Lord Salisbury a été longtemps turcophobe ; cela a été son sentiment dominant, tant que la Turquie a existé ; mais maintenant elle est morte et il pense aux intérêts anglais.

Il ne peut plus être question désormais du Congrès[1], mais la voie est ouverte pour des négociations directes. Au Congrès nous aurions été obligés de nous entendre avec l’Autriche, de défendre ses intérêts avec les nôtres. Aujourd’hui il y a facilité pour des négociations directes. Il y a deux articles de votre traité auxquels nous faisons objection, 1 ° votre influence exclusive à Constantinople et l’extension démesurée donnée à la nouvelle Bulgarie.

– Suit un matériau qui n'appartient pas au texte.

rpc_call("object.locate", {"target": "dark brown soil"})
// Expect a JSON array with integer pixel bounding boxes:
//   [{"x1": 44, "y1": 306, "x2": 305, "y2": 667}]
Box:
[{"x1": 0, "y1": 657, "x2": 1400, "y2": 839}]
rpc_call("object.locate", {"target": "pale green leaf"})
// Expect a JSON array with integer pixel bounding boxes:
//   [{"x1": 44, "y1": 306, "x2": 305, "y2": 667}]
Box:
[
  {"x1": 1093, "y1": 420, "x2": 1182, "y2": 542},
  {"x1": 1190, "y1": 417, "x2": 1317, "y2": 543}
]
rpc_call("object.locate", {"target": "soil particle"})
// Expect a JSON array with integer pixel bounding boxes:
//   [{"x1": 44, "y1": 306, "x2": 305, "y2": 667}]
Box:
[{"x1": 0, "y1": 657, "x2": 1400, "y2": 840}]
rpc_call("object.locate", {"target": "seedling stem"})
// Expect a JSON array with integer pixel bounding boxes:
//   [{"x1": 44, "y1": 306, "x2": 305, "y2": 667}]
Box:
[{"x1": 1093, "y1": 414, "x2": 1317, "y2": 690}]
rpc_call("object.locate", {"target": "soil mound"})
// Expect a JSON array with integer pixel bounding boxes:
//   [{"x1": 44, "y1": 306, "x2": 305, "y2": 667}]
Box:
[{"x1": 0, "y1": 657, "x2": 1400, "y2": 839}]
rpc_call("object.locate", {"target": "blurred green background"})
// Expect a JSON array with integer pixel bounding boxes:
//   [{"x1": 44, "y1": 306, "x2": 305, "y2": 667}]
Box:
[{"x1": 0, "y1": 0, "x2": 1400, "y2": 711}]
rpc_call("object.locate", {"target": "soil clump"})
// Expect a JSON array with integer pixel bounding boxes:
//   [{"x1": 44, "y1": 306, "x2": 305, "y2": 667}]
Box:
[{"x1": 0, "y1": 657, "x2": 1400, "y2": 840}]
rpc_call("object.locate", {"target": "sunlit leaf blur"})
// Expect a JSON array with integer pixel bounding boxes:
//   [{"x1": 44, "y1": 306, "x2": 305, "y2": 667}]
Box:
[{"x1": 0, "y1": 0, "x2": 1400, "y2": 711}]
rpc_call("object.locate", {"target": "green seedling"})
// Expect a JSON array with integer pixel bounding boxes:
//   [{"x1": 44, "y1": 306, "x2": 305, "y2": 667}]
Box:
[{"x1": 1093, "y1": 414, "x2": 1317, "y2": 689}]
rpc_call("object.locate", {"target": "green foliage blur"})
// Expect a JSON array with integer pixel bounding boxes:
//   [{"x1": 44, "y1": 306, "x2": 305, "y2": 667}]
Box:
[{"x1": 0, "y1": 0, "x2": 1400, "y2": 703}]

Sur le premier point, il y a moyen de s’entendre (il est évident que Lord Derby fait ici allusion à l’indemnité d’un milliard que la Russie peut réduire, mais cela n’est point précisé dans la dépêche). Lord Derby continue : « Quant au second point, j’ai toujours répugné à dépouiller une Puissance longtemps alliée, aujourd’hui abattue, mais j’ai raison de croire que mes anciens collègues ne seront pas si scrupuleux que moi. Si vous ne voulez réduire votre nouvelle Bulgarie, ils se contenteront d’une station maritime. »

Je suppose qu’il s’agit de Mytilène.

Le comte Schouvaloff est convenu avec moi que le point de vue de Lord Derby est beaucoup trop optimiste et que l’Angleterre ne se contentera pas de si peu. Je suis pour ma part convaincu que si elle ne se décide pas à faire la guerre pour rétablir un ordre de choses qui convenait à ses intérêts, mais qui ne se peut plus refaire, elle ne donnera pas sa sanction au traité de San Stéfano, même avec les modifications que l’opinion publique russe permettra à son Gouvernement d’y faire.

J’ai acquis la certitude qu’une autre mesure grave a été décidée en même temps que l’appel de la réserve ; mais je n’ai pu pénétrer le mystère et suis hors d’état de préciser ce qui en est.

Croyez-moi, je vous prie, tout à vous bien sincèrement.

d’Harcourt.

Le comte Schouvaloff a dit à Lord Derby qu’il n’engagerait pas son Gouvernement à faire des propositions directes avant d’avoir vu le nouveau ministre et y avoir été encouragé par lui.

  1. Sur l’échec du Congrès, voir t. II, 1re série, nos 275 et 277.